Abstract

A rigorous analytical solution is developed for undrained cavity expansion problems in non-associated Mohr–Coulomb soil, based on a novel graphical analysis approach and on the Lagrangian description through tracking only the responses of a soil particle at the cavity surface. The mathematical difficulties involved with the flow rate calculation when the stress state lies on the corner/edge of two adjacent (Mohr–Coulomb) yield surfaces, for both cylindrical and spherical cases, are tackled by using the generalised Koiter theory for non-associated plasticity. In particular, through the unique geometrical formulation, the effective stress path pertaining to the cylindrical cavity problem can be very conveniently directly determined, and is found to consist of simple, piecewise straight lines in the deviatoric stress plane with the orientations dependent of the relative magnitude of Poisson's ratio and the friction angle. This thus renders possible the removal of the stringent intermediacy assumption for the vertical stress that is commonly adopted in previous formulations, and hence the development of a complete cylindrical cavity expansion solution in Mohr–Coulomb soil under undrained loading conditions.

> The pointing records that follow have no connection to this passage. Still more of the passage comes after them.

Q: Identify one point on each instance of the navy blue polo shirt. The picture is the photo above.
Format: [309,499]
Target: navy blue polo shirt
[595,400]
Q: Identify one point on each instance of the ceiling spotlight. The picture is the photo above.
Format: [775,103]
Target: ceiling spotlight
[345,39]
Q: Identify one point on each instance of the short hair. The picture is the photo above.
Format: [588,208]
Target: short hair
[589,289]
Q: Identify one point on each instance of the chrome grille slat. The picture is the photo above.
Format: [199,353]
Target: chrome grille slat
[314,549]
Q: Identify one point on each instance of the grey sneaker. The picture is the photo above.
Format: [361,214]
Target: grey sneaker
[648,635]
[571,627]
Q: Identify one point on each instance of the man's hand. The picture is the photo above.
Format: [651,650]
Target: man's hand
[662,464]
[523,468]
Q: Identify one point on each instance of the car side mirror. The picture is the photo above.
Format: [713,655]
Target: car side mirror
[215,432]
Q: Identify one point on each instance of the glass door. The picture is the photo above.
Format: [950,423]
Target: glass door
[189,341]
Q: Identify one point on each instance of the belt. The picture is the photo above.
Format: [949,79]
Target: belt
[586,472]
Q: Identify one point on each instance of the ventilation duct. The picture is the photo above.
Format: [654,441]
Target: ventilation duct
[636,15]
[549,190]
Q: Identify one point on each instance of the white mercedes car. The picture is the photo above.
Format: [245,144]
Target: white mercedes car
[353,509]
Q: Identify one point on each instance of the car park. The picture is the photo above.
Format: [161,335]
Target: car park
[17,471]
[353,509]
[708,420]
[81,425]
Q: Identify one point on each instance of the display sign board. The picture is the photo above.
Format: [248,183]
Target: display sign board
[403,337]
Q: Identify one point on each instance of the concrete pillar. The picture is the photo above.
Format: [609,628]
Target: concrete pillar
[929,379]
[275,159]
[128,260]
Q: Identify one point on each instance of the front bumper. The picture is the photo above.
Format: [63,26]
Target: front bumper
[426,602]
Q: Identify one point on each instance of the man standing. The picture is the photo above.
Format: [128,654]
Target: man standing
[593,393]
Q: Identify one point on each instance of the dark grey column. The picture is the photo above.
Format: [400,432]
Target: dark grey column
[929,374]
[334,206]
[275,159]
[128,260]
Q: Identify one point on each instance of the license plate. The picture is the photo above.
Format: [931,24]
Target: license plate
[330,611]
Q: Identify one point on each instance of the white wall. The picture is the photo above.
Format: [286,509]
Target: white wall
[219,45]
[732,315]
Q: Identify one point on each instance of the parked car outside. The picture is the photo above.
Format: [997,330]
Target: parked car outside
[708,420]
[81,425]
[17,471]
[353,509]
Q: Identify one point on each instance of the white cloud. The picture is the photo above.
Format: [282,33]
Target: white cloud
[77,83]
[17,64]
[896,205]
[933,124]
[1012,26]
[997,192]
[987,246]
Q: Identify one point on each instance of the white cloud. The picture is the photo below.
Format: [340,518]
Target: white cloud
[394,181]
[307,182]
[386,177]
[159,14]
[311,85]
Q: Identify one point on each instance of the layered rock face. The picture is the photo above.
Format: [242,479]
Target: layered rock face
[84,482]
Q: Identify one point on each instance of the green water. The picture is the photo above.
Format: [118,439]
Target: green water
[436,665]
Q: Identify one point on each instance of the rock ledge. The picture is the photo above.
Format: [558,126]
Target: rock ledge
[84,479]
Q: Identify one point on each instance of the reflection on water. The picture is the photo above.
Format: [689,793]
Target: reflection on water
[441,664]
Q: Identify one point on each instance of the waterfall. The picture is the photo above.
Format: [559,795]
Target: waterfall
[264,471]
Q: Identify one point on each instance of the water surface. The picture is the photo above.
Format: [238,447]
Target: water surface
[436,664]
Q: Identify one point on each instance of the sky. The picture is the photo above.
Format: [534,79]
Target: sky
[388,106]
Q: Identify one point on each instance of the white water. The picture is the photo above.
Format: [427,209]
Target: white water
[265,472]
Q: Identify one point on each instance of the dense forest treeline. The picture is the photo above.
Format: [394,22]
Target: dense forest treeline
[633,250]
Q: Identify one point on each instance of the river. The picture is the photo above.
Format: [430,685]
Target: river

The stress and deformation responses of the cavity, including the typical pressure–expansion curves and limiting cavity pressure, are finally analytically obtained along with the Lagrangian form of the radial equilibrium equation in completely explicit forms. The closed-form solution provided in this paper is the first rigorous one of its kind, thus completing the analytical analysis of the cavity expansion problem with the classical Mohr–Coulomb model; this is deemed to be essential for the interpretation of in situ test results pertaining to cohesive-frictional soils.